Updated February 6, 2012

Growing up I’d watch movies set in the heyday of the manicure, the 1930s to the 1950s, and then I’d look down at my own bendy, shallow, round nails and I’d think, whyyyyy? When I got my first full-time job I splurged on French-manicured, squoval artificial nails and enjoyed them thoroughly despite being laughed at by the guy giving me riding lessons. Eventually the cost of filling them every three weeks got to be too much, so I abandoned the habit. I’d bet those nail salon chemicals are still in my system, plotting their oncological revenge.

Going gluten-free brought me no nail improvement. Over the years I did notice some of the classic nutritional correlations: vertical ridges when iron levels are low and hangnails when zinc is low. I can’t comment on the whole white-spots-is-a-zinc-deficiency thing, though. I just don’t remember.

As for strength and length, all the following helped a little, but nothing major:
iron
sufficient protein intake
biotin
horsetail (silica)

My fingernails were actually pretty healthy, all things considered, until about two years ago when they started peeling from the top, shredding, and then ripping horizontally under the quick. Betaine hydrochloride took care of the first two and a ton of calcium the last.

I recently had a huge transformation but unfortunately it didn’t last. I was trying two things at the same time: Nailtiques “2 plus” nail strengthener polish from the drugstore, and methylfolate.

I was taking 8 mg of methylfolate — yes, that’s 10 800 mcg tablets. As in, a lot. When I first heard that some people might have more luck with this newish type of folate I tried it, and when 4 mg improved my concentration I just kept going. At 8 mg my concentration was amazingly better. Then I looked down at my nails and they were like another person’s. Unfortunately after several days my histamine rose to zombie levels, a tendency of folate I was hitherto unaware of, and that was the end of that. (Note 2/6/12: I’m not sure that last bit is right. In theory the methylfolate shouldn’t do that, so perhaps the zombieism was caused by something else — an induced deficiency of a folate cofactor, maybe. Not sure. Note 9/20/12: Best guess is that all that folate lowered my vitamin C levels, which for me raises histamine.)

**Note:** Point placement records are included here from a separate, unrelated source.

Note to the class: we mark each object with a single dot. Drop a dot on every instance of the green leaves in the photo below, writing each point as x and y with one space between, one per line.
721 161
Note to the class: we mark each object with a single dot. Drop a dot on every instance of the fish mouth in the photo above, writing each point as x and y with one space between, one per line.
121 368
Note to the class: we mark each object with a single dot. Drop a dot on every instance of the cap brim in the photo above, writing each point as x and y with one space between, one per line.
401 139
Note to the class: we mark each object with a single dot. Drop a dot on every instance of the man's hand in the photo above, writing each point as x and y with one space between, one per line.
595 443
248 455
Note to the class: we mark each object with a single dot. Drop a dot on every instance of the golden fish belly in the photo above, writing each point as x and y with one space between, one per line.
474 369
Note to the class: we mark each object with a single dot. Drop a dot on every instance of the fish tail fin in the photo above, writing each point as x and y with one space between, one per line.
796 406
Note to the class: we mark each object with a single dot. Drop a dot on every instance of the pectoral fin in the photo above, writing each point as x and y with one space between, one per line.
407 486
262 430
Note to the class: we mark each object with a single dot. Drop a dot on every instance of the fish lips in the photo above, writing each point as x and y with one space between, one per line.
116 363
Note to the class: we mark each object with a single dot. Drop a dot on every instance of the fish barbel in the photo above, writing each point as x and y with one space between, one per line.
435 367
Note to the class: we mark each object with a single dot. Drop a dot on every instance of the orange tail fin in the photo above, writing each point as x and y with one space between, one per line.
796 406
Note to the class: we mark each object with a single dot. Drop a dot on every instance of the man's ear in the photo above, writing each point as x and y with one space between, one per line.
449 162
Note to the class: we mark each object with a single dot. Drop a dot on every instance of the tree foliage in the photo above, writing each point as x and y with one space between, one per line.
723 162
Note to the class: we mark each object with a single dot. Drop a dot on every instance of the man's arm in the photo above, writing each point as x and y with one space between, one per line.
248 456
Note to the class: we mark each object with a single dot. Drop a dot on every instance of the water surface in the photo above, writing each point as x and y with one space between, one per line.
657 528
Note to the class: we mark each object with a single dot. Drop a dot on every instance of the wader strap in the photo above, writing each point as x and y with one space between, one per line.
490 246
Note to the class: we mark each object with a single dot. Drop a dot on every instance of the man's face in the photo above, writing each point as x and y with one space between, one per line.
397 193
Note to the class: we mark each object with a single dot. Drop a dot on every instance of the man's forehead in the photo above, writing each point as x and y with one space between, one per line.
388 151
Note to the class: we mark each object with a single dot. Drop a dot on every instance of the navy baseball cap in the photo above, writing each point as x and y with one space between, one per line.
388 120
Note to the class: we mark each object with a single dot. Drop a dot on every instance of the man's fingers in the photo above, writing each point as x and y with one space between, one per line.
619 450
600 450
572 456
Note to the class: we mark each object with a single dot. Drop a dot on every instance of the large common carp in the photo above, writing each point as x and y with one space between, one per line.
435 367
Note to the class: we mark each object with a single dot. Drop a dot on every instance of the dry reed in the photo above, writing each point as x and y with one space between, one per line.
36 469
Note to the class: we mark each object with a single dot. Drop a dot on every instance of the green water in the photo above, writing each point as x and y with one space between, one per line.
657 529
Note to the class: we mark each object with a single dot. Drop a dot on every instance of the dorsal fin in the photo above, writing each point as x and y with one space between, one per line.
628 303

I kept going with the Nailtiques. My nails didn’t look quite as good after the folate ended but it was still a lot better than the usual. Sadly, eventually my nails turned yellow enough to show through the pale polishes I wear. (The stupidity of stupid fingernails is only accentuated by dark polish.) It looked creepy so I quit. In theory a toluene/DBP/formaldehyde-free product would avoid this, but I’ve tried a lot of them and they didn’t do much. Nailtiques is definitely NOT carcinogen-free.

It has been pointed out to me that no matter how strong fingernails are, if they are too shallow and too wide they just won’t have the structural integrity to shoot out very far past the fingertip in Rihanna-like talons. So what I really have is a nail BED problem. Maybe there’s an unethical Brazilian plastic surgeon out there who can help me.